For Raffi Wartanian MIA ’15, being on the ground in Turkey to remember the Armenian genocide was important both personally and historically.
“It’s about remembering the million and half people who were lost,” says Wartanian, who is concentrating in Urban and Social Policy and specializing in International Media Advocacy and Communications.
Wartanian recently traveled to Istanbul as part of an independent study to document the commemoration of the 100th anniversary of the genocide. He worked with the group Project 2015, a coalition of scholars, students, activists, artists, and genocide survivors who conducted a variety of commemoration events. The group offered a study grant that covered his costs.
Wartanian’s primary project is to create a video profile of Ara Dinkjian, a musician who performed during recent commemoration events. Dinkjian is one of the world’s foremost talents on the oud, a traditional string instrument similar to a lute. (He is also Wartanian’s oud instructor.)
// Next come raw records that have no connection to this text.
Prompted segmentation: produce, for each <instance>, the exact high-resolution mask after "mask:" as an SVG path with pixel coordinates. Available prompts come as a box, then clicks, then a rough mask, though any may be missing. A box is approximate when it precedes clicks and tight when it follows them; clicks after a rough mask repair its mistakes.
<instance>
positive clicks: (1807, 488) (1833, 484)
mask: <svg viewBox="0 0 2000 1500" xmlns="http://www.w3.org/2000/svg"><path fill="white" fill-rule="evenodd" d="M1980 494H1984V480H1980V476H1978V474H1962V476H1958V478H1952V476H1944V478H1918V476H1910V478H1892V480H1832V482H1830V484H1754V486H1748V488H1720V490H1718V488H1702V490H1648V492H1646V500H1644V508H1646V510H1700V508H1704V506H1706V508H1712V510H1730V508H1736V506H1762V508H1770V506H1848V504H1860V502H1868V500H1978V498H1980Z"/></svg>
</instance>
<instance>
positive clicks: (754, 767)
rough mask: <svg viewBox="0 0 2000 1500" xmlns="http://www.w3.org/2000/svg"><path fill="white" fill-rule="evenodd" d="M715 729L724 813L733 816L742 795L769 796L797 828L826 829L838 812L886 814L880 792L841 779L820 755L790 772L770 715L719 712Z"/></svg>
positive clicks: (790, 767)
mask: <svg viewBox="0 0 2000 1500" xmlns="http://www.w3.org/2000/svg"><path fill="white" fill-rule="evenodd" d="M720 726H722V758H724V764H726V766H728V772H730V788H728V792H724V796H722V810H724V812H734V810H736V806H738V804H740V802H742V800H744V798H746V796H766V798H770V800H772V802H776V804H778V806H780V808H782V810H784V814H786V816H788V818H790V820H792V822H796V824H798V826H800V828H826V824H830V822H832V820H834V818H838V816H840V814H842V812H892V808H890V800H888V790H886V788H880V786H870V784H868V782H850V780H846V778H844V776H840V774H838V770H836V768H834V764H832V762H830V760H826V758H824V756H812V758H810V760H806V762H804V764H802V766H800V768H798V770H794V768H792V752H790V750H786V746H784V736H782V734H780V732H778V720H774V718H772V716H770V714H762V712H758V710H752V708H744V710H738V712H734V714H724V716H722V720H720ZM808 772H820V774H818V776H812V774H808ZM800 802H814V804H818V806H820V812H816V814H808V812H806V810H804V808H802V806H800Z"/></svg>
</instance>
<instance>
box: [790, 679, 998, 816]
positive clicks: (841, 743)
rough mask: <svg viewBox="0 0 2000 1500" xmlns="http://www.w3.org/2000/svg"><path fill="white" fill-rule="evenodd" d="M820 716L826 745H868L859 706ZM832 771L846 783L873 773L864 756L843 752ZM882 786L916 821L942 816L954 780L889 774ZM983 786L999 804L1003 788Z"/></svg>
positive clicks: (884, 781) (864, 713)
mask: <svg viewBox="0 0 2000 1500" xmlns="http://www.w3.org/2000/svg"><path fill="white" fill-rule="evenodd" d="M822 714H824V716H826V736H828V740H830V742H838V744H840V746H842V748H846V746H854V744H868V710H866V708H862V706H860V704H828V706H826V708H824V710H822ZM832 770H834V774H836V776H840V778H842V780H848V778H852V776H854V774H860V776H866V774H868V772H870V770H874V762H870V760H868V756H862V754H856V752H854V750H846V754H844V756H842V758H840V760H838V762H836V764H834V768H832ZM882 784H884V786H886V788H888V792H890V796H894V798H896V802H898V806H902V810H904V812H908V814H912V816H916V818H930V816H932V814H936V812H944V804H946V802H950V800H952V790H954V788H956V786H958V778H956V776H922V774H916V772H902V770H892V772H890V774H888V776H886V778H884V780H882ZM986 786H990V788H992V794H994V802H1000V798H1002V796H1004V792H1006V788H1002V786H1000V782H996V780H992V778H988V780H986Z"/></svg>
Wartanian’s paternal grandparents and maternal great grandparents all survived the genocide. “It’s a big part of my own family’s history and I’d never been to Turkey until recently.” Before beginning his studies at SIPA, Wartanian lived in Armenia for a year on a Fulbright scholarship.
He describes the 100th anniversary period as intense for Armenians all over the world, and expresses frustration that Turkey’s government continues to deny the genocide—noting that Pope Francis recently recognized the genocide and the European Parliament has urged Turkey to do so as well.
In this context, Wartanian said, “It was personally important for me to be there.”